Le week-end, «c'est la guerre aux Buttes-Chaumont», résume Jonathan,
jeune juif du XIXe. Comme un abcès de fixation. «Alors que les actes
antisémites diminuent en France depuis 2007, le XIXe arrondissement de
Paris reste un point noir», analyse Ariel Goldman, qui dirige le
Service de protection de la communauté juive (SPCJ). Sur l'ensemble de
la France, le SPCJ a recensé 121 actes entre janvier et mai 2007 et 106
cette année, dont de nombreuses menaces et 62 actions. Le XIXe est
particulièrement touché.

Depuis un mois, le climat, déjà dégradé, a dégénéré. «La situation est
alarmante. Il y a une tension intercommunautaire très forte, ce qui
m'inquiète particulièrement», confirme le maire socialiste du XIXe
arrondissement de Paris, Roger Madec, qui a réclamé dimanche le
déploiement d'effectifs de police supplémentaires pour rétablir le
calme.

Dans ces batailles rangées, il est parfois difficile de discerner
agresseurs et agressés. Mi-juin, une course-poursuite avait donné lieu
à des arrestations de jeunes juifs, «alors qu'ils étaient les
victimes», assure Sammy Ghozlan, du Bureau de vigilance contre
l'antisémitisme. «Ils se sentent obligés de se rassembler pour se
protéger», avance encore ce responsable. Qui reconnaît cependant que
certaines bandes de juifs veulent aussi en découdre. Ces heurts,
auxquels s'ajoutent des agressions, ont réveillé l'inquiétude.

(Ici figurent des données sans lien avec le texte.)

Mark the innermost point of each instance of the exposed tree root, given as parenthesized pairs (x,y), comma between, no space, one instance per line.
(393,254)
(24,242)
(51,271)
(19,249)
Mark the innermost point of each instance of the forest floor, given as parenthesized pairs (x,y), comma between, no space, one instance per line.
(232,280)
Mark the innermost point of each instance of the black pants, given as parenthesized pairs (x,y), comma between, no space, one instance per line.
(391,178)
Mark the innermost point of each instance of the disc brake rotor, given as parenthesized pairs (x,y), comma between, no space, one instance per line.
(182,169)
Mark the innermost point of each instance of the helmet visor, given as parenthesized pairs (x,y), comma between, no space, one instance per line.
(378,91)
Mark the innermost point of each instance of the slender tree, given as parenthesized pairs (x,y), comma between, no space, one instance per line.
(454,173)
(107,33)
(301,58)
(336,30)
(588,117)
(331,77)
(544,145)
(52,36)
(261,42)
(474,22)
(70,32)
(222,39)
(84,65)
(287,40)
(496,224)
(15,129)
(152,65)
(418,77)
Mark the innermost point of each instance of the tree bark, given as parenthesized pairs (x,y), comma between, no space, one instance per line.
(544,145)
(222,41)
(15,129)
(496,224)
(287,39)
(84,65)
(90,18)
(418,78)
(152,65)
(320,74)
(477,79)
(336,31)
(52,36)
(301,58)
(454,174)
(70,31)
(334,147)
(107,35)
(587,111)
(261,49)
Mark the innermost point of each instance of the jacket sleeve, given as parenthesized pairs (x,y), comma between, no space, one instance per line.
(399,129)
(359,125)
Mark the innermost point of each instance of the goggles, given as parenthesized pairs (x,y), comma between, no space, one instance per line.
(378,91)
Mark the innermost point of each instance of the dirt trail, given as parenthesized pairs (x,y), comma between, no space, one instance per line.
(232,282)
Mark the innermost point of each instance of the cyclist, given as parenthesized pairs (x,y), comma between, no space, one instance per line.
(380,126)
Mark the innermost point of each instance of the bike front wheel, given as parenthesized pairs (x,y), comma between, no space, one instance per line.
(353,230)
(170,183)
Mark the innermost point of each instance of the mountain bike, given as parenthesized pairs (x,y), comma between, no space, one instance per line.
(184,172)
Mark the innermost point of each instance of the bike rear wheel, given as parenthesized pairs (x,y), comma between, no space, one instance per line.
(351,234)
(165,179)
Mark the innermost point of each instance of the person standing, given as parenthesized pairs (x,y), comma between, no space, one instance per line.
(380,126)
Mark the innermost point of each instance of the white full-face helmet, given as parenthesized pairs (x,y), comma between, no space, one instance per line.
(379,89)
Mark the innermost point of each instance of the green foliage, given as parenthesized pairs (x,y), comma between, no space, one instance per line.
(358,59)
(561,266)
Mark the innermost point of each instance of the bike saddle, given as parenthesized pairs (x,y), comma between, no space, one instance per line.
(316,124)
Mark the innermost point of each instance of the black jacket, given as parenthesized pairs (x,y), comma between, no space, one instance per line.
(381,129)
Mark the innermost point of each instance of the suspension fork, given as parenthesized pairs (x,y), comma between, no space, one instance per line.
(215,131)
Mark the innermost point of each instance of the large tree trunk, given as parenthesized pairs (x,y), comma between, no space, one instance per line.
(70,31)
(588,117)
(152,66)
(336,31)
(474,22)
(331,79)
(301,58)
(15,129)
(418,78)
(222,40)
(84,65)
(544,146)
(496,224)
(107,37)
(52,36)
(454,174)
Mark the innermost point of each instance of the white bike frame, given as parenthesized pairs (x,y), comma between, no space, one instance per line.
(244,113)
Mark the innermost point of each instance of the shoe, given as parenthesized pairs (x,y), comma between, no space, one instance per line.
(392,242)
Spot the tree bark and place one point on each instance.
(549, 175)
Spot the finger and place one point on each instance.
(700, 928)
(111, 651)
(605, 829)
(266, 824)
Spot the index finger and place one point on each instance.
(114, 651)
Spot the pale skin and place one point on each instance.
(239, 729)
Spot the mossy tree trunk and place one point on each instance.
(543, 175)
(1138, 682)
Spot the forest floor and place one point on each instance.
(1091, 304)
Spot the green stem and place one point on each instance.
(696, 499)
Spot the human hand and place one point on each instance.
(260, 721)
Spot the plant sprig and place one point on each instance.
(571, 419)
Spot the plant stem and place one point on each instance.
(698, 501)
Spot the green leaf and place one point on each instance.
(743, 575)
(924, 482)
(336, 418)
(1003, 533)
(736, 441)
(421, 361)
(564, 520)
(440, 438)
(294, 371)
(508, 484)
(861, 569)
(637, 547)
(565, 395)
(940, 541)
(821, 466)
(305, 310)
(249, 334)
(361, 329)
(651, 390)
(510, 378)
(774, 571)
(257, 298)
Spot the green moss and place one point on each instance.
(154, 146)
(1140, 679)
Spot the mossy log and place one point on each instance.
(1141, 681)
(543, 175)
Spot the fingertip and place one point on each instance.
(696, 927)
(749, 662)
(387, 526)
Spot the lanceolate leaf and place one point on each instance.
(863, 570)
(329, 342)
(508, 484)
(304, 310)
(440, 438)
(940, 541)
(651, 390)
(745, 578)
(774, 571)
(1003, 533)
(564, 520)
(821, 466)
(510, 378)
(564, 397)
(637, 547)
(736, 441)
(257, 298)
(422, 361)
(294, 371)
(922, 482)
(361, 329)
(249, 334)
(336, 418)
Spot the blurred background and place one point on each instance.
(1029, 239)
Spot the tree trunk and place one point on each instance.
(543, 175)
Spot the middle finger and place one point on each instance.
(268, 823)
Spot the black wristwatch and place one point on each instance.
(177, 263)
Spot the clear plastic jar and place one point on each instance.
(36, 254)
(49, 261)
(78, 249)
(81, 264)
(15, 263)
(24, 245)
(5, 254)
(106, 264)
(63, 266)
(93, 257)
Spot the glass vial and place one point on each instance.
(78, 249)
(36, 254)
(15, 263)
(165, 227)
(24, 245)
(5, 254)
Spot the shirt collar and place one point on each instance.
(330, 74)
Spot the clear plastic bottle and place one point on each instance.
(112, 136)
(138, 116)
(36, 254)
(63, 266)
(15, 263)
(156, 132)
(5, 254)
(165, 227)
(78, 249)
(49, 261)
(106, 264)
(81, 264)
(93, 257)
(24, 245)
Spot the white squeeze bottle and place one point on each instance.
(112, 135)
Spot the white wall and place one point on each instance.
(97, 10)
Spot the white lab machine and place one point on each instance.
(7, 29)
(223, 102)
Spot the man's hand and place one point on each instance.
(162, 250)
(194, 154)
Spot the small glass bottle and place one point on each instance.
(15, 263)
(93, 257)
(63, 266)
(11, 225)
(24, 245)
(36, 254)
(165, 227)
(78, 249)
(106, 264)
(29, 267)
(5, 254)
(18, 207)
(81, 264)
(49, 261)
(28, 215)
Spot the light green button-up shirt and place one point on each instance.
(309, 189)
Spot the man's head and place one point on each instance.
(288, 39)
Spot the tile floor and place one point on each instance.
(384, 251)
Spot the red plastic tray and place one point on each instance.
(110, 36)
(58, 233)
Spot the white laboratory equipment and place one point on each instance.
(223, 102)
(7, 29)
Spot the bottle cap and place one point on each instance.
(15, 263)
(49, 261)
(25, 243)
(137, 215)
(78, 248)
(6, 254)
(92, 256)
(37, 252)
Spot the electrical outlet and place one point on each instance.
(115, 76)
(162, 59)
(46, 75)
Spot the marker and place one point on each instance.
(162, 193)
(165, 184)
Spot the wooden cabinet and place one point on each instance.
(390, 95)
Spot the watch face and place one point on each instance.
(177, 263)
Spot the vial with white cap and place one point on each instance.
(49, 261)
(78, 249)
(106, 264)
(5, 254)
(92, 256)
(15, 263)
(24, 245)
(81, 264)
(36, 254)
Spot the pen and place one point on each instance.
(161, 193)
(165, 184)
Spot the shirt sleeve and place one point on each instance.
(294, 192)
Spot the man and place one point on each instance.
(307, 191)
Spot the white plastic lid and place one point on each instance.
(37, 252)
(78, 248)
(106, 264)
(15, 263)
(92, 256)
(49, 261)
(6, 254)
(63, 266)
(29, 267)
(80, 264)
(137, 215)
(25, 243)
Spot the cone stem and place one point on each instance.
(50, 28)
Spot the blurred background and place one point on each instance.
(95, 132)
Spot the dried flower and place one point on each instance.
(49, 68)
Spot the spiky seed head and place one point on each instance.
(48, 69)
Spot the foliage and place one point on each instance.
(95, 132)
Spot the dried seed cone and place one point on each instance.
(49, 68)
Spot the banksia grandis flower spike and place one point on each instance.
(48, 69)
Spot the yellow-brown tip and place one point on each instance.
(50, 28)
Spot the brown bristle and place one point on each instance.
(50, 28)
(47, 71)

«Cela crée beaucoup d'anxiété chez les gens de la communauté juive,
notamment chez les enfants», déplore le directeur du Crif, Haïm
Musicant. D'autant que beaucoup de familles juives du XIXe s'y sont
installées ces dernières années, attirées par les écoles
confessionnelles et le réseau religieux. L'arrondissement compte
maintenant près de 150 lieux de culte juifs. Certains y sont aussi
venus pour fuir l'hostilité des banlieues où ils vivaient auparavant,
notamment de la Seine-Saint-Denis toute proche. Aline a quitté La
Courneuve en 2002 : «C'était devenu intenable.» Elle décide alors de
s'installer rue Petit, pour retrouver «la sécurité et la communauté, à
un prix raisonnable dans Paris». Mais, après quelques années de répit,
ses filles sont à nouveau confrontées «à des regards hostiles, des
insultes». La crainte de l'agression gratuite est revenue, dit-elle.

Délinquance crapuleuse

Les religieux, notamment les Loubavitchs, assurent cependant vivre en
«bon voisinage» avec les cités sensibles, qui surplombent le triangle
où se concentrent les foyers juifs. Mais le quotidien est émaillé
d'incidents : «Les bandes descendent pour voler», affirme un
commerçant. Dans le quartier, les familles juives font figure de
privilégiés par rapport aux cités voisines.

Mais au-delà de cette délinquance crapuleuse, se profile
l'antisémitisme le plus basique. Un «J'aime pas les juifs», qui
transcende les origines et les religions, à en croire les policiers
chargés des interpellations.

La cause palestinienne, maintes fois évoquée lors des attaques
antisémites qui avaient resurgi fin 2000 en France, semble totalement
oubliée… contrairement aux stéréotypes antijuifs.